McKinley was elected to a second term as president in 1900. His second term did not last very long. He was shot by an anarchist named Leon Czolgosz on September 6, 1901.

ASSASSINATION

President William McKinley was shot at the Temple of Music at the Pan-American Exposition in Buffalo, New York during a public handshaking reception. Czolgosz said the President committed war crimes in the Philippines and was an enemy of the people.

Artist's conception of the shooting of McKinley

As he lay dying McKinley whispered the words of his favourite hymn "Nearer, my God, to thee, nearer to thee, e'en though it be a cross that raiseth me". The lifelong Methodist told the attending doctor "This has been my constant prayer."

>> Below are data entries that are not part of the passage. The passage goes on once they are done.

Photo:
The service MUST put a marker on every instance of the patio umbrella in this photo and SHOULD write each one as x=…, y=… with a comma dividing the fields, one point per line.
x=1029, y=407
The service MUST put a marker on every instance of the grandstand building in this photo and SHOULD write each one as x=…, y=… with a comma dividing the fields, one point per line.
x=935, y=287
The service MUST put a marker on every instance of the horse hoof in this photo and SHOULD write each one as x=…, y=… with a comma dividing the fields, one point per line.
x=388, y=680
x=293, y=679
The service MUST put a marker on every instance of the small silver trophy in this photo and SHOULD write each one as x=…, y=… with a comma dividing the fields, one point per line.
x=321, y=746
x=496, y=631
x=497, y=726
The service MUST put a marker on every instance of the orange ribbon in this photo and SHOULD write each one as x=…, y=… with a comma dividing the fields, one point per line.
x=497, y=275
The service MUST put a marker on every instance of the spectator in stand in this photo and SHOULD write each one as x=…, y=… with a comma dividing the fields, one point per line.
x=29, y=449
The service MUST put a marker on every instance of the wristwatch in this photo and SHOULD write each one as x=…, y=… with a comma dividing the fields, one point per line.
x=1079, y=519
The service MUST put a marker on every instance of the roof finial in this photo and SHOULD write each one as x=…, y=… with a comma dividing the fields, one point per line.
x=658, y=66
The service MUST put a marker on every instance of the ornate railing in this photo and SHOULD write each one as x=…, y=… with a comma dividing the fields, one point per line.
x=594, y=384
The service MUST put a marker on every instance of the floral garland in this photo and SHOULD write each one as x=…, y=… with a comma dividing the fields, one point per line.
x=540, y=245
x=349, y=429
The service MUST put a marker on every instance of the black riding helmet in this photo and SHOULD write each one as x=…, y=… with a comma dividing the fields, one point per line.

William McKinley's wounds were not properly dressed and he died of gangrene on September 14, 1901. McKinley was the third American President to be assassinated.

Leon Czolgosz was the fourth child of Polish immigrants; he worked in a wire mill and attended socialist meetings. He shot President William McKinley three years after suffering a mental breakdown and was executed in the electric chair.

After the assassination of her husband, Ida McKinley lost much of her will to live. Her health eroded as she withdrew to the safety of her home, where she was cared for by her younger sister.

President McKinley was interred at the Werts Receiving Vault at West Lawn Cemetery until his memorial was built. Ida visited daily until her own death on May 26, 1907.